For the most part of The Japanese House’s foray into alt indie rock, there is indeed an ambitious and dexterous pulse, Bain using every pedal, drum loop and harmonising technology at her disposal, so much so that her Flatley-esque footwork is as much to be admired as her stirring songwriting and expansive live sound. Indeed, the latter is particularly impressive and often throughout the show one finds themselves wondering which musician on stage is responsible for this hum, that sound or that other noise with a definitive answer hard to come by.
The reliance on technology certainly somewhat limits the emotive qualities of the music as everything is stringently tied down to an authoritarian click track which refuses to allow the respiratory system to ebb and flow. After a little while there’s an unwarranted claustrophobic sensation, a palpable feeling that the sumptuous nature of Bain’s music is somewhat caged by the totality of the metronome. If the music didn’t rely so heavily on triggers, loops and an abundance of electro-guff, the songs themselves are easily well nourished and educated enough to stand on their own two feet without the need of their postmodern pushchair.

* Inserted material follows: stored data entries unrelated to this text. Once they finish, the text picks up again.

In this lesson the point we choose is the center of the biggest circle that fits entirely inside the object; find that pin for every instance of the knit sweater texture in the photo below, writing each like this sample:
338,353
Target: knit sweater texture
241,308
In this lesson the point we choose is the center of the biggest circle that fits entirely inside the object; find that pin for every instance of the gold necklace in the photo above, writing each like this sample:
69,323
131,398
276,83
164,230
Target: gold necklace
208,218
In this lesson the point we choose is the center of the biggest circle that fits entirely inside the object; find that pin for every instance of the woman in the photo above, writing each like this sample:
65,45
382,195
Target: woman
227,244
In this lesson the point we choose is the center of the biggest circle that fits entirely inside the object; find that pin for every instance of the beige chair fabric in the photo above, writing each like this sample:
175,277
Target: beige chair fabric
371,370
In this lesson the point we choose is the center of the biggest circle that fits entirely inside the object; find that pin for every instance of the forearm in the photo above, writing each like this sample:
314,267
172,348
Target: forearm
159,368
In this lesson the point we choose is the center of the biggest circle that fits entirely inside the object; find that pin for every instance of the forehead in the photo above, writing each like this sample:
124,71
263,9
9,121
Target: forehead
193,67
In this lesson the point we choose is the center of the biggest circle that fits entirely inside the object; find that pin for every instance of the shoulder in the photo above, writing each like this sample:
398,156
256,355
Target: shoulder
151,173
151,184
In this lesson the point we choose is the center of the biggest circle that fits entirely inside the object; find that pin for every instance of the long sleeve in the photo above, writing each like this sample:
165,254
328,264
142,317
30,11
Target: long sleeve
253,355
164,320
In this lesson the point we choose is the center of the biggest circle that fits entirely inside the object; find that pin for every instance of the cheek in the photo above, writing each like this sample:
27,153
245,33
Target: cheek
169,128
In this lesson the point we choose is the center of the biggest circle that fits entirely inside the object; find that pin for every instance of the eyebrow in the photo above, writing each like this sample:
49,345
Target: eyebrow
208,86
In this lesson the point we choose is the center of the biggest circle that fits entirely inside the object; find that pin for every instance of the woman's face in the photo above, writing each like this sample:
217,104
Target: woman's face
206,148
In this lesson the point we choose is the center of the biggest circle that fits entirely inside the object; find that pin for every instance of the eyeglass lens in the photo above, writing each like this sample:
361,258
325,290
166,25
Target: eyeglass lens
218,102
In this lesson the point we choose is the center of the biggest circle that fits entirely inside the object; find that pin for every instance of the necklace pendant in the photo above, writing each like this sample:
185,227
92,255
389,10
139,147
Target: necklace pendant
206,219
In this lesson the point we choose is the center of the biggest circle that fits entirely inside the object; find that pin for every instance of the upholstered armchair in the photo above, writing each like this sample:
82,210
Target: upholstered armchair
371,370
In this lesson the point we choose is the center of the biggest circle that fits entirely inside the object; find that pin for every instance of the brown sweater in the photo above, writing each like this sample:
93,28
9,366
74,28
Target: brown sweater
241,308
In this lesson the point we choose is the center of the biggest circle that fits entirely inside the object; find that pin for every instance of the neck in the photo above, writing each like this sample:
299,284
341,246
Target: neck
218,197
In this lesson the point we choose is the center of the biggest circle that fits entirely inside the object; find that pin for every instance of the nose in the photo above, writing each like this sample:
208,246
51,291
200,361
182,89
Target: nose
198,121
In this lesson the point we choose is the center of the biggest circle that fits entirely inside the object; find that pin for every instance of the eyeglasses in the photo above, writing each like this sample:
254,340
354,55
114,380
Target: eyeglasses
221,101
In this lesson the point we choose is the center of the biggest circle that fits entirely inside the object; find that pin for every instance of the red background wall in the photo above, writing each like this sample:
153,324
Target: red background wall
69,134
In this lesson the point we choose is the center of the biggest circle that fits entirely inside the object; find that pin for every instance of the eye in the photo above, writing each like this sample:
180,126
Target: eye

As much as The Japanese House is brave and audacious music, it feels like Bain is rushing past the simplicity of her music to create a fragmented and uber-contemporary conclusion. With her obvious key influence being Bon Iver, she could remember that Vernon’s work, although now terribly convoluted, began life as stripped back and acoustic which has developed new prestidigitation throughout its long career. By jumping straight into complex drum loops and over production, Bain does her well written and genuinely emotive music a disservice.